Near-Field MIMO Channel Measurement in FR3

We developed a near-field MIMO channel measurement platform for upper mid-band frequencies to support next-generation mobile networks. The system combines Vivaldi antenna arrays, the Pi-Radio FR3 transceiver, and an RFSoC 4x2 baseband subsystem to capture high-resolution channel data across multiple spatial displacements. Unlike traditional far-field channel models based on plane-wave assumptions, this platform enables recovery of spherical wave characteristics and precise multipath structure, providing accurate power-delay profiles and path parameters for near-field propagation studies in FR3.

Autonomous Robotic RF Sensing and Localization

In this project, we integrated FR3 wireless sensing with autonomous robotic navigation. A mobile robot estimates the Angle of Arrival (AoA) of a FR3 transmitter, navigates toward the signal source, and localizes it through triangulation. All sensing and navigation results are visualized in real time on a LiDAR-generated map. This work demonstrates how 6G technologies can extend beyond communication into environmental perception, enabling robots to reason about invisible RF signals as part of their sensory framework. The project was presented at the Nokia / NYU Brooklyn 6G Summit and highlights a multidisciplinary collaboration between wireless communications, hardware acceleration, and robotics.
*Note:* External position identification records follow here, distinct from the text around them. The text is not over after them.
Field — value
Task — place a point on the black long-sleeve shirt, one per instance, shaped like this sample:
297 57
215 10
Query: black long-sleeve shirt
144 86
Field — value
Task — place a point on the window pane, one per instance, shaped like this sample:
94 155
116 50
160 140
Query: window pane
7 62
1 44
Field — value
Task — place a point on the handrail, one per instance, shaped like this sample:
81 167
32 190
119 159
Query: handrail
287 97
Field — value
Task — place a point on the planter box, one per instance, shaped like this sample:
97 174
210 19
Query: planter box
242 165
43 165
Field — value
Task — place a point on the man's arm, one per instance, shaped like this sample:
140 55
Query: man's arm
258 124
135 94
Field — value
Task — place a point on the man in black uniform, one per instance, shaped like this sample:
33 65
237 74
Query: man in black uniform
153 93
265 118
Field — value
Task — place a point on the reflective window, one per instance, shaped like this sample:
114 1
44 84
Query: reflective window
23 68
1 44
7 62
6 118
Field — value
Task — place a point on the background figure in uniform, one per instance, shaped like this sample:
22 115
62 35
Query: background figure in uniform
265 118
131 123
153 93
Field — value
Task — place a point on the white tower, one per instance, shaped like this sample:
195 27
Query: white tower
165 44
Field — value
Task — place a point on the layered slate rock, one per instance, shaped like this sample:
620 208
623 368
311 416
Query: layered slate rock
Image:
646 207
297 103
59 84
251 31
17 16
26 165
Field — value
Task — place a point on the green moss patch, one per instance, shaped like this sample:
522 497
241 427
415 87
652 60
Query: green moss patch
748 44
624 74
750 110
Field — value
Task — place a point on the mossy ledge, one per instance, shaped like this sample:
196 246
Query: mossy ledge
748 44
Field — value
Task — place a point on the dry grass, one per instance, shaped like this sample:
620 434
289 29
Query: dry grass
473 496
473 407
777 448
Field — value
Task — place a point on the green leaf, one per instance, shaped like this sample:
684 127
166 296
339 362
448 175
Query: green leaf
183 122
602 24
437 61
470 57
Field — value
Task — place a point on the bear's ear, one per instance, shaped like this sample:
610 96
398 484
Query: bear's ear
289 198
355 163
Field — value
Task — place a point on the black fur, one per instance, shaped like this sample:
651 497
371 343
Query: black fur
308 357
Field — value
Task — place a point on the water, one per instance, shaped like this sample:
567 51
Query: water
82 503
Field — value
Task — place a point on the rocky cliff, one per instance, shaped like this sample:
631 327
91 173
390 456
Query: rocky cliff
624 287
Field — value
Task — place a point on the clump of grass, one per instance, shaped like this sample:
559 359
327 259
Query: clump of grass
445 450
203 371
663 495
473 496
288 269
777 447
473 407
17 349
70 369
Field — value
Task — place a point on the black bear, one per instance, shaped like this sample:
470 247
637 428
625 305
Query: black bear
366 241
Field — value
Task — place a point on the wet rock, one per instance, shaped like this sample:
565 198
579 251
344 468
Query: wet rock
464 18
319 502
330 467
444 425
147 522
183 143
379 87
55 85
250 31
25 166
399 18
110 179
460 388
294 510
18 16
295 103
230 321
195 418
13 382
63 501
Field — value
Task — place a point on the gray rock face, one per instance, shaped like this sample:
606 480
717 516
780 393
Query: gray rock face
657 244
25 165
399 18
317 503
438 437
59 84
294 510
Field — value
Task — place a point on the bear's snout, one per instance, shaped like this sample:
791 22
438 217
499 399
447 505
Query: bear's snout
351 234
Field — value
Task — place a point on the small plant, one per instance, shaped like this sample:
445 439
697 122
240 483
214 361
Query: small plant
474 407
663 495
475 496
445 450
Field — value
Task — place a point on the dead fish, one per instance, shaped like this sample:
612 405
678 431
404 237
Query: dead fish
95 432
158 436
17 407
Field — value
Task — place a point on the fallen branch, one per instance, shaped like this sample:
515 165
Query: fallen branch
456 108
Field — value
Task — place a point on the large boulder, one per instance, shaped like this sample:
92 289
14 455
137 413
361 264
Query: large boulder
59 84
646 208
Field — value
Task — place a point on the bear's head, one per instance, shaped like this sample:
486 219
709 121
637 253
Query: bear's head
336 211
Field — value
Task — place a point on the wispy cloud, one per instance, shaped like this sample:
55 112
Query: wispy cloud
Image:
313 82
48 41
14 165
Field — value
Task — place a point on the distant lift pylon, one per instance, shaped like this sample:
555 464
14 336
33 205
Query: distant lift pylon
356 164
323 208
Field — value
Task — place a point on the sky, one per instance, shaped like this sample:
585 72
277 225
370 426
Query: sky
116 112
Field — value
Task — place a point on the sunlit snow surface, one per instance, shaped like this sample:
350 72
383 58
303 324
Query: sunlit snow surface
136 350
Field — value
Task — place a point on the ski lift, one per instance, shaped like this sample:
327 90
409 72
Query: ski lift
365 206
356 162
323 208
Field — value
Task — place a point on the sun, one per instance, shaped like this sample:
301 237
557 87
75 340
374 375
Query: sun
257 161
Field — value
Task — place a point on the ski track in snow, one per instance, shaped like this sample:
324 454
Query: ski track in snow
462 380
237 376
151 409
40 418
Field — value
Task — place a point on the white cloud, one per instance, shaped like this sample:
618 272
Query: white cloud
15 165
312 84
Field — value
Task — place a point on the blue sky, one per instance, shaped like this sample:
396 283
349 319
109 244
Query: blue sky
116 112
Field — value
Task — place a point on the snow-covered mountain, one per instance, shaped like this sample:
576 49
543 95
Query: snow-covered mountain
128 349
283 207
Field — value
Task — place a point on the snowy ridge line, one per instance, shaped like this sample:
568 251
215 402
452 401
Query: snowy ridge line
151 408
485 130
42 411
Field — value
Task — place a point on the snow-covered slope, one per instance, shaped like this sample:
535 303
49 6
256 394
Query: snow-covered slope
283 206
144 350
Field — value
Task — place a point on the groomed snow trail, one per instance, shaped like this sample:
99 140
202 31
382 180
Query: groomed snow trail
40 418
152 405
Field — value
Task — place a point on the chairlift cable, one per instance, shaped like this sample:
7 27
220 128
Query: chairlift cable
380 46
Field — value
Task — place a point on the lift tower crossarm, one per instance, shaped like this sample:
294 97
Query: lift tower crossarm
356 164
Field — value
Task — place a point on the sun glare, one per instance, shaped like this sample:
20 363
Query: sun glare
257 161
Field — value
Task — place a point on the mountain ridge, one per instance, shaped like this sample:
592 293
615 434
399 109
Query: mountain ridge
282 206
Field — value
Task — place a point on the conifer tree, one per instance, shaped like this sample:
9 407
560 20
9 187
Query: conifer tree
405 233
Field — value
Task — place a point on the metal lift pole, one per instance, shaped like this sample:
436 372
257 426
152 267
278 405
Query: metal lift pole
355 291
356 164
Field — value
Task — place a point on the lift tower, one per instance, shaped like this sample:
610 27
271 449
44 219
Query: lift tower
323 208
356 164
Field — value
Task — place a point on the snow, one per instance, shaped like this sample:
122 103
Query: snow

Open 6G FR3 Prototyping Platform

We also developed a comprehensive FR3 prototyping platform for 6G research spanning 7-24 GHz. The system integrates OpenAirInterface, software-defined radios, Pi-Radio front-ends, and Xilinx RFSoC hardware to enable end-to-end wireless experimentation. The platform demonstrates a fully operational communication link, an O-RAN-compliant open radio unit (O-RU), and a high-resolution FR3 channel sounder. Together, these capabilities form a flexible, open, and scalable testbed that supports rapid prototyping, validation, and exploration of next-generation 6G wireless technologies.